Being a copy editor is like working for the Standards and Practices department of a broadcast network. We know the guidelines for what should be published, and we sound the alarm when we see that acceptable practices have not been followed or when we spot something that should not be published.
When I worked on a newspaper copy desk, the editors (and readers) relied on copy editors to enforce standards of taste, mindful that all ages might be reading the newspaper at the breakfast table. Copy editors were to raise a question when a raw description of a crime came through or when a curse word or other coarse language showed up in copy. The standards changed over the years; I remember the first time a certain barnyard term appeared in a quote. Copy editors might not have had the power to take such language out, but they could flag it, citing the newspaper’s style guide or even just commonly understood practices and traditions. We used to say that it helped to have a dirty mind because we saw problems that had slipped past other editors.
And just like the broadcast standards and practices staff, copy editors at the newspaper had a hand in enforcing fairness and balance, not to mention preventing defamation, presentation in a false light, or invasion of privacy. As the lawyers who conduct libel training say, it’s the seemingly unimportant bit of type that will come back to haunt you—the caption on an inside photo, the front page promo to a story elsewhere, the possibly defamatory reference to an action that isn’t even central to the overall story and is buried deep on the jump. Copy editors as the ultimate detail-oriented people were often the best at detecting potential problems.
I am reminded of one time when I was among the copy editors and others who failed to notice a detail that led to a problem of privacy. We happened to publish a photo showing children’s addressed letters that included clear images of the children’s return addresses. The children were then subjected to letters from inmates at the state prison. I was mortified when I realized what I had overlooked.
Copy editors in other organizations also might play a role in helping the publications convey the message that the organization considers important. For example, if a copy editor works for a professional association, he or she would be attuned to how that profession is depicted and to the words that might be chosen to describe the profession. So a casual reference to “incriminating” in an article about lawyers or accountants might raise a copy editor’s antenna and call for an edit or at least a query.
In the publications that I copy-edit, we have practices for fact checking that involve a writer or an editor putting supporting documents in the content management system so others can check facts or ensure that proper practices were followed. Our copy-editing checklists include making sure that those documents are there. We are authorized to be diligent in asking for the documents or links that back up what is in the copy.
But among the most important standards that copy editors can help enforce involve preventing plagiarism and fabrication. ACES has focused on those issues in the past couple of years, including producing Telling the Truth and Nothing But, a free e-book that defines plagiarism and tells organizations and individuals how to detect dishonest work and prevent it from being published. The e-book is filled with links to resources.
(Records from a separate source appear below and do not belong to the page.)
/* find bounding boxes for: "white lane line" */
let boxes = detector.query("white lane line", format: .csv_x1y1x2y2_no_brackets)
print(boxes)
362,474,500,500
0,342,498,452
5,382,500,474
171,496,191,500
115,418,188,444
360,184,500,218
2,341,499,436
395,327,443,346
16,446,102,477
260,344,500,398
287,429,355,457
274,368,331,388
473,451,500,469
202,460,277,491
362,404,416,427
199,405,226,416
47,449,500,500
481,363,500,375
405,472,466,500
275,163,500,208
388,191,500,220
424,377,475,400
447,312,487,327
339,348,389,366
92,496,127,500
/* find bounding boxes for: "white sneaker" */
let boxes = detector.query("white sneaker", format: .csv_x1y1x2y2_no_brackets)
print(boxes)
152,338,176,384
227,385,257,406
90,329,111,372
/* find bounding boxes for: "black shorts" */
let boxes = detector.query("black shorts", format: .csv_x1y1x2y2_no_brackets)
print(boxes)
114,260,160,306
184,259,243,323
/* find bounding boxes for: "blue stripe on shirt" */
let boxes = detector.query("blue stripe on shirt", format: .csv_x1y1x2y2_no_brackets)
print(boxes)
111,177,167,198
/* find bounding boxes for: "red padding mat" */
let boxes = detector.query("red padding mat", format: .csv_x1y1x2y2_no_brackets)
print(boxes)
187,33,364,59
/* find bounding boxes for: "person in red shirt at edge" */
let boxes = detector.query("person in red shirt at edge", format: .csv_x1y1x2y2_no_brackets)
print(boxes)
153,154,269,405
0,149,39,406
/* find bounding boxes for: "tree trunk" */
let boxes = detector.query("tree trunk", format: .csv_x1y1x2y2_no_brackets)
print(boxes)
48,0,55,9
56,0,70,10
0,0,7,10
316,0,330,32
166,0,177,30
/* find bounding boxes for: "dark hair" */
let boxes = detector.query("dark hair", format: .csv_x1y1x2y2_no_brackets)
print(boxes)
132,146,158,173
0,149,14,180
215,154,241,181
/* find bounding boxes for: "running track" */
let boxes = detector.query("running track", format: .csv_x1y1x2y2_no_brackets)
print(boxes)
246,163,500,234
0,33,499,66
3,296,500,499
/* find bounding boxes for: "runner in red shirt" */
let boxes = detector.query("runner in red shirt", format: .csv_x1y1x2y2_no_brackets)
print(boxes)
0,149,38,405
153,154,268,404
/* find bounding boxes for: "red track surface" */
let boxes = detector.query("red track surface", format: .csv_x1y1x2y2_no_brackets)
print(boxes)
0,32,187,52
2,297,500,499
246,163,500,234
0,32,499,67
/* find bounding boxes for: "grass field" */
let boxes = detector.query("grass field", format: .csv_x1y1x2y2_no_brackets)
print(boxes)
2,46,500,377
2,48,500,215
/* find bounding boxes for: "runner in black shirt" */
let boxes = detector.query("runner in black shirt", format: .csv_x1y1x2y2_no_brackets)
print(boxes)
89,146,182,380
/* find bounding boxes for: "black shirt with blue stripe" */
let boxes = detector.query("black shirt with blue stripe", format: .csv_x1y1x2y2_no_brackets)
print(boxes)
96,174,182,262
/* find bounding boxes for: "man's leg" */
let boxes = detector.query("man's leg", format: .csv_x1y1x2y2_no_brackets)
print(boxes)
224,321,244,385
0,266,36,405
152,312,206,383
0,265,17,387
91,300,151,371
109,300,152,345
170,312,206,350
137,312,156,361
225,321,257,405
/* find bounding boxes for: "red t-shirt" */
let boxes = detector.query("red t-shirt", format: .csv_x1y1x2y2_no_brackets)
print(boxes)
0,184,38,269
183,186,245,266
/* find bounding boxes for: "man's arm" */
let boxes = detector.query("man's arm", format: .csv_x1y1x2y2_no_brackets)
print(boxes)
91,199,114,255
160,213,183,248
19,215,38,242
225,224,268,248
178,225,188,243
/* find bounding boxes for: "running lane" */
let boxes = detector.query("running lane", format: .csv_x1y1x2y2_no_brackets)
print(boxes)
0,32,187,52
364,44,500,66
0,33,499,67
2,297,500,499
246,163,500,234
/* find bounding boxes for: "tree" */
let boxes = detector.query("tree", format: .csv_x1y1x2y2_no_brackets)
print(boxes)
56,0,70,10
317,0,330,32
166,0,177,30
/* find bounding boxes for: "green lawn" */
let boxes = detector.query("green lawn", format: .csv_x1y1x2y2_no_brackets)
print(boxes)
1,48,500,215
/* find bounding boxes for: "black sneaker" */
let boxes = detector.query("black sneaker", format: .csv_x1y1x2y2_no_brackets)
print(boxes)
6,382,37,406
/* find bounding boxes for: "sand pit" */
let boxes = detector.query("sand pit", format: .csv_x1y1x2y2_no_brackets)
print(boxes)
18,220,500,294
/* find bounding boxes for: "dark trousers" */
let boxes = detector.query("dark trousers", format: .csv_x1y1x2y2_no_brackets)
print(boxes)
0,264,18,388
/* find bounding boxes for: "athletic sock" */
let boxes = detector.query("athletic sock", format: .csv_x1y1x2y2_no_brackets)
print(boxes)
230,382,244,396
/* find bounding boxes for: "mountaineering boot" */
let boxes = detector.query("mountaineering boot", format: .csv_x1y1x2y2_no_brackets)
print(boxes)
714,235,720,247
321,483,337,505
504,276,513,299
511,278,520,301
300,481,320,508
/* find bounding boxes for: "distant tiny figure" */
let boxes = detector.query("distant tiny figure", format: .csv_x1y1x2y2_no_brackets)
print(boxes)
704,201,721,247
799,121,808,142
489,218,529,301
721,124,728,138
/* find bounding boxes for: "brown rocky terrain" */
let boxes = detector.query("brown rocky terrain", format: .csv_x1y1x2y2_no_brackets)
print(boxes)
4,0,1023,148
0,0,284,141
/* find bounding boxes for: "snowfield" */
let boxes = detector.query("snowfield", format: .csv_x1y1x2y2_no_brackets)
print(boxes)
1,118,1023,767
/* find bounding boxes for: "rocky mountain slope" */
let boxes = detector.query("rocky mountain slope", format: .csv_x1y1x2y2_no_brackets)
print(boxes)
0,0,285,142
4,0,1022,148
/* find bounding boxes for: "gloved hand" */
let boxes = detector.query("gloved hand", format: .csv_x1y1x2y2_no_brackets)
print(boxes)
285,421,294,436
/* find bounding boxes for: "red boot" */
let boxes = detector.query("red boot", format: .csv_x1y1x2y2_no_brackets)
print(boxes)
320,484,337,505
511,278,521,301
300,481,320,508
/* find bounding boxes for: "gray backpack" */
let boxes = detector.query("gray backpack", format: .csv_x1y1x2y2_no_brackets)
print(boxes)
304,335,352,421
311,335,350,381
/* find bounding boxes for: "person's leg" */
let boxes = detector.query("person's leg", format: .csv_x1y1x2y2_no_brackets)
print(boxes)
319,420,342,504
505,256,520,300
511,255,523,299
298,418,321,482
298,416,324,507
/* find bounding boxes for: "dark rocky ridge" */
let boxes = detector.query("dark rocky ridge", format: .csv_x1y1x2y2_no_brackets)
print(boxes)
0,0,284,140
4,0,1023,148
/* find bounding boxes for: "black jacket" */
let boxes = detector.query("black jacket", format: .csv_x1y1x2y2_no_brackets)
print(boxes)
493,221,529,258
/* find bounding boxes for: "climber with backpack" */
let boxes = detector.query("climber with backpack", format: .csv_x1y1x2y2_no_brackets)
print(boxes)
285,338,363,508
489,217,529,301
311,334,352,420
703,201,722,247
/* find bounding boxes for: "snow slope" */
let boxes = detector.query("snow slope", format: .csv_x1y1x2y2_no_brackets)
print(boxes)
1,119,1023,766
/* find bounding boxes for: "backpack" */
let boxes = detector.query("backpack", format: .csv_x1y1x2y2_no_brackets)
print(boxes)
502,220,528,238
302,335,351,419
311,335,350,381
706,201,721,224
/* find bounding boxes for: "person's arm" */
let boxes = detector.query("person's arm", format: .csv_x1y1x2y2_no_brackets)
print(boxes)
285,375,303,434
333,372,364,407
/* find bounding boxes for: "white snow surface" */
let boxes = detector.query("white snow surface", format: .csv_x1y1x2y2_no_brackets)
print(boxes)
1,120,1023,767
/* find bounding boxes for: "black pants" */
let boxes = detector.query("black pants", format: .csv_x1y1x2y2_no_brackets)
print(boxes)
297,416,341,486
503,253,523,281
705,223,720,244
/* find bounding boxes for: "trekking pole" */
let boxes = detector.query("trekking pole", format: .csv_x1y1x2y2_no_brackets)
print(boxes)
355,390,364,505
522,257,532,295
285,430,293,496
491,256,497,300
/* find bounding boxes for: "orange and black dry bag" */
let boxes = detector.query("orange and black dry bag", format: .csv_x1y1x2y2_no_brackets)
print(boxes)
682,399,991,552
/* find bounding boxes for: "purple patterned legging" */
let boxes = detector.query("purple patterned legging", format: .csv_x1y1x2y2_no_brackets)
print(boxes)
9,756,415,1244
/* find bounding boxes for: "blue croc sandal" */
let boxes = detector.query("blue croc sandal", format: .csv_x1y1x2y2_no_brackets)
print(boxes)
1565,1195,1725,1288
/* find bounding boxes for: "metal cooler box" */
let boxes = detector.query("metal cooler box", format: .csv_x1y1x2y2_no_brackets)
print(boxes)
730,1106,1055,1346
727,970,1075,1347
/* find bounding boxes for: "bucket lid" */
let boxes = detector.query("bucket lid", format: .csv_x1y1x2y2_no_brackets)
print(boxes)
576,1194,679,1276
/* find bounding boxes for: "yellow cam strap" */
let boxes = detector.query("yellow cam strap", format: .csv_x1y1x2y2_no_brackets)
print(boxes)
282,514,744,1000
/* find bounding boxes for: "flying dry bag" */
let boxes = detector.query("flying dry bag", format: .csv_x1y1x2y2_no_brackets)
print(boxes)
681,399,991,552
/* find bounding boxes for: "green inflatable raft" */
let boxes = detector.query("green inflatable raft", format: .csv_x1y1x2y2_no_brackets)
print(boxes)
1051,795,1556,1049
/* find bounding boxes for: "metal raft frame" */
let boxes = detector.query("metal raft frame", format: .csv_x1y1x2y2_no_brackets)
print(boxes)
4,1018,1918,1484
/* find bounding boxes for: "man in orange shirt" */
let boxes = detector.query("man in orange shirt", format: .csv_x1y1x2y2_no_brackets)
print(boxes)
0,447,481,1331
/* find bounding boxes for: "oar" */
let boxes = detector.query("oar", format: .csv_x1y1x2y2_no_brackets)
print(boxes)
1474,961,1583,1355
One of the best training sessions I’ve ever attended was former New York Times editor Bill Connelly’s examination of the infamous “Jimmy’s World” fabrication in the Washington Post. That session is regularly presented at the ACES National Conference.
Most copy editors I know have a keen sense of our standards and practices role. We take it very seriously and are especially offended when we detect dishonesty. Forget the Grammar Police label; I’ll take the badge from Standards and Practices.